CHARLESTON, W.Va. -- Charleston merchants are gearing up for the city's half-cent per dollar sales tax that takes effect Tuesday.
Nancy Ward, co-owner of Cornucopia in South Hills, believes the money is going toward a good cause; it's earmarked for renovations to the Charleston Civic Center. But she says implementing the tax has not been easy to understand.
"It's been a little confusing because it's not really clear as to when this is going into effect," Ward said last week. "Just the other day we called down to the company that takes care of our cash registers to see about getting [the sales tax rate] changed and they were not even sure about when it's going to take effect."

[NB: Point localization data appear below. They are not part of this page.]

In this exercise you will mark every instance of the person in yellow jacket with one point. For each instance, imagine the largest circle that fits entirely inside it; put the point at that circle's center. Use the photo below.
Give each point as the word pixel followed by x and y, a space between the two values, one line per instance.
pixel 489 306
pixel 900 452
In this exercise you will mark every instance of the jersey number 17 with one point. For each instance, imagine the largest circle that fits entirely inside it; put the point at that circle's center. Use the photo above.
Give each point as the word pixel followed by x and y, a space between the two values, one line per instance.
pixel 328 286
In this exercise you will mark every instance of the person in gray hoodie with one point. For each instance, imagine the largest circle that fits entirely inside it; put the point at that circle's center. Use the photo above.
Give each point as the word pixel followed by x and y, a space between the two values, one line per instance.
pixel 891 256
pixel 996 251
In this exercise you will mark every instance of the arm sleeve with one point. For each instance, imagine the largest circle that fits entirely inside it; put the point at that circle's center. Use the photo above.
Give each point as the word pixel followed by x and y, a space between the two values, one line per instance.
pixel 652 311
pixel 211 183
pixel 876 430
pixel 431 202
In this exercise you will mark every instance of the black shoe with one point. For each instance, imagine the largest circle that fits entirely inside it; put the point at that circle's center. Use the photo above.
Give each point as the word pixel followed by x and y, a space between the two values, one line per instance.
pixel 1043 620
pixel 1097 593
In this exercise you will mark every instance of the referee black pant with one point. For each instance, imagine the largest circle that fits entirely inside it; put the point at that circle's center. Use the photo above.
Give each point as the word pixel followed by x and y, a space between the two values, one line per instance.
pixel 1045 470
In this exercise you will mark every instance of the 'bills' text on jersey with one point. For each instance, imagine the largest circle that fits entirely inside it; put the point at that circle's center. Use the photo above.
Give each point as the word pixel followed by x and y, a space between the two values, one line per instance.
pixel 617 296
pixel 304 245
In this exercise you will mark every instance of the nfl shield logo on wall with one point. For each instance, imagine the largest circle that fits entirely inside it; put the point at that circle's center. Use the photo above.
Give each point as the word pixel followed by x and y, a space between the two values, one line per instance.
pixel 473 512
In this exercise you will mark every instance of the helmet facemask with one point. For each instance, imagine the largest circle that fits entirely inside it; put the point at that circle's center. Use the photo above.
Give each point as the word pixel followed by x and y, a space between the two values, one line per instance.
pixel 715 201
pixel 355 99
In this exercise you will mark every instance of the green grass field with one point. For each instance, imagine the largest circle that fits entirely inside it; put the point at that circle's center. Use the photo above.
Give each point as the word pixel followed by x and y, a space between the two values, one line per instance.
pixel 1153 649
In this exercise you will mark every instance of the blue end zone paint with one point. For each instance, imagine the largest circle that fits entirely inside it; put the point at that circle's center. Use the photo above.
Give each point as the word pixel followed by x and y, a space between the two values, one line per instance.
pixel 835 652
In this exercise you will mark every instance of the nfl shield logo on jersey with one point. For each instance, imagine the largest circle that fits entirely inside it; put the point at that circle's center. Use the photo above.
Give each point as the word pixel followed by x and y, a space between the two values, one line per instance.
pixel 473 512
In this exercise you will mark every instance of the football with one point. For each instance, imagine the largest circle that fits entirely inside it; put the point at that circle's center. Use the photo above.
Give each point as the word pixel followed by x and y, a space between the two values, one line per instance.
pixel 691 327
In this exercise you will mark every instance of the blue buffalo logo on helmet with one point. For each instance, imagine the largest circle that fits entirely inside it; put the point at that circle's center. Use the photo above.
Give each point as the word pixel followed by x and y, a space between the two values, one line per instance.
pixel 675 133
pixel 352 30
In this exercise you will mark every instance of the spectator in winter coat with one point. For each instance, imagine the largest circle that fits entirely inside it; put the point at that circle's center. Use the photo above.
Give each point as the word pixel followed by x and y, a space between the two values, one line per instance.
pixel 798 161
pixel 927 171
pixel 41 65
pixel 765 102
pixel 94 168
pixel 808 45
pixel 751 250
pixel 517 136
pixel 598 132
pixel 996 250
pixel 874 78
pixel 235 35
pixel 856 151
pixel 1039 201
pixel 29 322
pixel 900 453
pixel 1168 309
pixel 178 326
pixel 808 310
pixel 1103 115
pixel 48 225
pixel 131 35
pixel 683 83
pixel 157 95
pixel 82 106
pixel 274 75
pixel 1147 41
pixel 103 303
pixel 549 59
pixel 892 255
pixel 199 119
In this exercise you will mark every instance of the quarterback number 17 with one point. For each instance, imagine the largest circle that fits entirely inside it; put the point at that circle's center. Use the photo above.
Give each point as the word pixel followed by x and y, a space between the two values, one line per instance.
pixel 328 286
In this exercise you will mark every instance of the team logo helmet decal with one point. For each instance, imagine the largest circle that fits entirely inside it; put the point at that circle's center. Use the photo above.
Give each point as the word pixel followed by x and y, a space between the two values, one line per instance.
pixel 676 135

The state Tax Commission says they mailed letters to businesses 120 days prior to the tax taking effect.
Ward said the store is planning to change its registers to reflect the new tax rate. She did not want to make the change too soon and charge customers more than needed, but also didn't want to not charge the tax and be responsible for it later.
Joe Estep, Charleston's finance director, believes businesses have had ample time to prepare and make changes. He also doesn't think the tax will force shoppers outside city limits.
The city of Huntington started charging 1 percent sales tax in January 2012. Brandi Jacobs-Jones, Huntington's finance director, and said the biggest issue implementing the tax was communicating with businesses.
"When we began there were some issues with some businesses outside the city who thought they were inside the city," Jacobs-Jones said. "Of course any time you have a change in tax or fiscal policy you are going to hear feedback but outside of those first two weeks we have heard no complaints."
The most confusing area for Charleston's tax might be along Corridor G, where some stores are in Charleston and some are in South Charleston. Sam's Club, Gander Mountain and the shops in Dudley Farms Plaza, including Kohl's, Office Max and Books-A-Million, are located in Charleston and will take on the new tax rate, Estep said.
Tammy Krepshaw's business, The Consignment Company, has operated in downtown Charleston for almost 12 years. But she didn't know about the upcoming change until a reporter told her last week.